So they are the same league. There was a separate league for smaller teams in Victoria called the Victoria Football Association. Later, that league adopted the VFL name and acts as a farm league for the Victoria teams in the AFL. The other state leagues act as farms for their respective entries, e.g., the Western Australian Football League is a farm system for West Coast Eagles and Freemantle Dockers, the South Australian National Football League feeds the Adelaide Crows and Port Adelaide Power. Sydney and Brisbane field sides in the VFL (I think). That changes with the inclusion of newer teams, the Gold Coast Suns (from Queensland, starting next year) and the team based in Greater Western Sydney which starts in 2012.


----------



## Chandu

Greg Bimson said:


> As the league was truly Australian, the name was changed from the Victorian Football League to the Australian Football League.
> 
> So they are the same league.


I know. I was simply stating that in its current "AFL" incarnation, there had never been such strange Grand Final deadlock before.

Thread diversion:



> Name changes and re-branding of sports leagues have happened in many other cases. The biggest example being: With introduction of Sky satellite TV in Britain, old "Division 1" in England football was re-branded as "English Premier League". With the re-branding, everything about the league's marketing and its international exposure was polished up. New TV sponsors arrived. Polished up highlights shows etc. were created. There were big changes in player salaries, training academies etc. Exactly like that, when old VFL was re-branded as current AFL, all sorts of polishing up occurred. I'm sure it upset many nostalgic "back in our day" people. With any change, there is bound to be some contingent who is not happy.
> 
> Even for American Football, there have been bunch of changes and re-brandings. They weren't exactly along the lines of above 2 examples. But there were 2 competing leagues called AFL and NFL, which merged with each other creating currently branded "NFL". (Lamar Hunt being a very important architect of the merge.) I think there was also some other competing league called USFL for a while. Although it didn't merge into NFL, some rule changes from that league were imported into current NFL. I don't know if Lamar Hunt had any part to play in either USFL's existence/demise or rule importation. I'm somewhat sketchy about details on demise of USFL. Personally, I do not take as much interest in NFL re-branding compared to the other 2 re-branding examples above. Anyway, enough with this off-topic thread diversion.


Getting back on topic : There has been some discontent expressed about the "replay" rule among hardcore fan community. It includes some players, some coaches. There have been calls to bring overtime to Grand Final, aligning it with most other sports. But the league commissioner is adamant, claiming that the old rule is here to stay. In the unlikely scenario that the replay ends up in a draw, there will be 2 overtime periods of 5 minutes each. Thank goodness!!!

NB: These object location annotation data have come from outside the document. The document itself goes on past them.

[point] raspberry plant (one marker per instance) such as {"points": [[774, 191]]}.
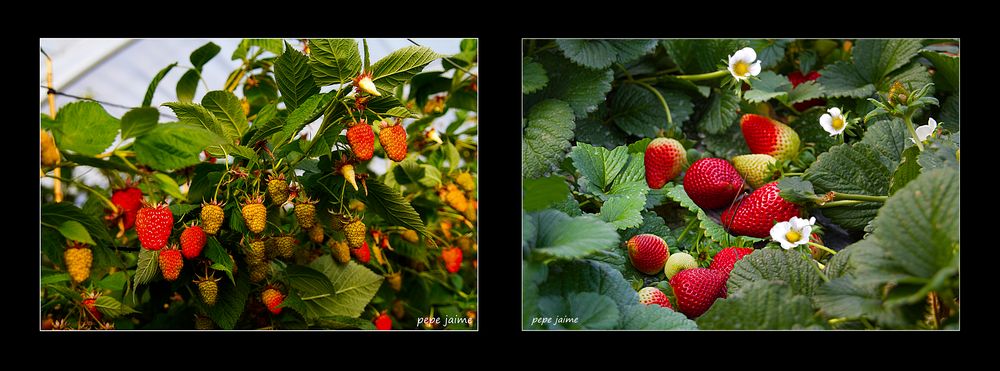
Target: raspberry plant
{"points": [[837, 127], [282, 267]]}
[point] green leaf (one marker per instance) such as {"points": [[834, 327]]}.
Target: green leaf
{"points": [[85, 128], [228, 112], [587, 310], [400, 65], [139, 121], [533, 77], [559, 236], [148, 98], [539, 193], [598, 54], [294, 78], [720, 113], [74, 231], [580, 87], [854, 169], [334, 61], [173, 146], [354, 287], [623, 211], [546, 138], [773, 264], [763, 305]]}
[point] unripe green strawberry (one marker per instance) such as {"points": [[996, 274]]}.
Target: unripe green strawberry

Still no word if the replay will be televised on ESPN2-HD. I'll keep monitoring on AFANA for more information.


----------



## Chandu

Good news: From Mike Soltys, ESPN's VP of communications:


__ https://twitter.com/i/web/status/25624257030


> Old fav, Australian Rules Football Grand Final, ended in tie. So they play the whole thing again Friday; so will we.


And the second time, there won't be an MLS telecast competing during same time-slot on ESPN2. (Not that it bothered me.) So they will show the entire telecast starting from pre-game to post-game in HD on ESPN2-HD.

It would be quite something if it ends up tied even the second time, and needs to be decided in an overtime. The post-game coverage will spill over in that case, I guess. In the interest of time, I really hope that doesn't happen. Just decide on a champion, already.

[I say, just hand over the trophy to the Saints out of sympathy factor.  But I'm sure Magpies supporters will get mad at me.]


----------



## Chandu

Chandu said:


> BACK IN 1 MORE WEEK!!!!!  :lol:  :grin:


Alright, so here we go.

One more iteration of this tonight! And if still all tied-up after today's game, there will be an overtime.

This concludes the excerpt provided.